Understanding the contextual background of patients is important in tailoring care to achieve optimum health outcomes (Weiner et al. 2005). For example, one patient interviewed was not able to comply with follow up, diet and medication schedules because of work shifts. Whole-of-person care has also been emphasised as an essential element of effective communication between services and should include family and community as part of the heath care team (Weiner et al. 2005). Accommodation of the needs of patients by health services is important to improve patient engagement and encourage access to services.

The effect of co-morbidities in patient management

As demonstrated in our patients, those with multiple co-morbid conditions often find it difficult to juggle many health care appointments and needs (Bayliss et al. 2003; Kerr et al. 2007). This adds to the burden and complexity of self-management for patients who are already disadvantaged by low self-efficacy, low English language skills and a host of socioeconomic issues. Whole-of-patient care should consider the impact of co-morbidities on the patient. Patients with multiple co-morbidities find it more convenient to use the ED for outpatient consultation than their GP and the ambulance is an easy means of transport to the hospital where technical and diagnostic support means less waiting time. Presenting to ED is also seen as a stronger validation of the patient’s sick role compared with consulting the GP (Kirby et al. 2010; Lowthian et al. 2012). However, the EDs are the more expensive option.

Depression is a common co-morbid condition among the patients interviewed and is known to be associated with higher medical care utilisation (Goldney et al. 2004). Addressing mental health issues is as important in the management process as treating physical symptoms. Patients with depression tend to magnify physical symptoms and are less likely to self-manage or adhere to therapeutic regimens (Ciechanowski et al. 2000). This increases the likelihood of hospital admissions.

Limitations of the study

A relatively low number of patients from one district hospital participated. However, qualitatively it appears to represent an ethnically diverse and low socioeconomic status population. While patients with very poor English language skills were excluded from the study, we can still conclude that culturally and linguistically diverse and socioeconomically disadvantaged patients have special needs that must be considered in any proposed integrated care system.


Conclusion

Our study showed that patients did not perceive their diabetes care as integrated. Their care appeared to be disorganised and fragmented. The patients were confused and overwhelmed by the processes involved.
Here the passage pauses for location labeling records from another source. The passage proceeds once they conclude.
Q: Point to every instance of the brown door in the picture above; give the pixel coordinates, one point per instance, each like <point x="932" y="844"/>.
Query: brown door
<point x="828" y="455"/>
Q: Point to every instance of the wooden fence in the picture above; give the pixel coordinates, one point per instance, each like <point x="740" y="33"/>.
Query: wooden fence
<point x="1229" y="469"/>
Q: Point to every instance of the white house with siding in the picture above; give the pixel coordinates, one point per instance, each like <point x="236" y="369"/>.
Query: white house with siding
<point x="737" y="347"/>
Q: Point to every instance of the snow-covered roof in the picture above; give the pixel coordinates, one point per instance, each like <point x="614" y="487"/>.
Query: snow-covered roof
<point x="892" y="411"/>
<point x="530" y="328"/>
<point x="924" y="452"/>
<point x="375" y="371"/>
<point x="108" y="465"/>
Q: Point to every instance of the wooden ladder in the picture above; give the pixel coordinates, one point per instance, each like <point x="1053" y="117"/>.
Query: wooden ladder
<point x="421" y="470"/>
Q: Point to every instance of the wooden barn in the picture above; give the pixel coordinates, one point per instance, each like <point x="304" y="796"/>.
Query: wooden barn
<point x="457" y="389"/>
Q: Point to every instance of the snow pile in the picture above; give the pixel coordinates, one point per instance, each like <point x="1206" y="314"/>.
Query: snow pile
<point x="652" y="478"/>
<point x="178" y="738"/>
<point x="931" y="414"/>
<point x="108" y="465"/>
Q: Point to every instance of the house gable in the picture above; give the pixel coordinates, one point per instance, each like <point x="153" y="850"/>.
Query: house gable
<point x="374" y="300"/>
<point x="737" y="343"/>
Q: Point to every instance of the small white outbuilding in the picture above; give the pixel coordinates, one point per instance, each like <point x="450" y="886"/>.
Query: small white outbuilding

Personal biophysical and psychosocial issues, such as poor English language skills, transportation, socioeconomic issues and competing priorities of co-morbidities, are important barriers for patients, compounding their difficulties in participating in their health care. The poorly coordinated and ‘un-integrated’ services made these barriers even more challenging. Further research is needed to better understand how multi-disciplinary team care can be integrated and coordinated more effectively, informed by the key problem areas identified by patients in this study. Addressing important issues such as high cost of care, cultural barriers, lack of coordinators and lack of support for self-management may improve the clinical management as well as the integrated care of diabetes in this instance. The onus is on the health service to organise and deliver multidisciplinary care that is perceived by patients and their carers as ‘integrated’ and ‘coordinated’.


Conflicts of interest

None declared.



Acknowledgements

D. M. received a Researcher Development Program Fellowship from the PHCRED program to undertake this work. H-Y. C. is supported by the Main Roads Western Australia Research Fellowship. Thanks to Charmaine Rodricks for transcription and technical support. This paper honours the memory of Jeremy Bunker, whose insightful comments were invaluable to this program of work.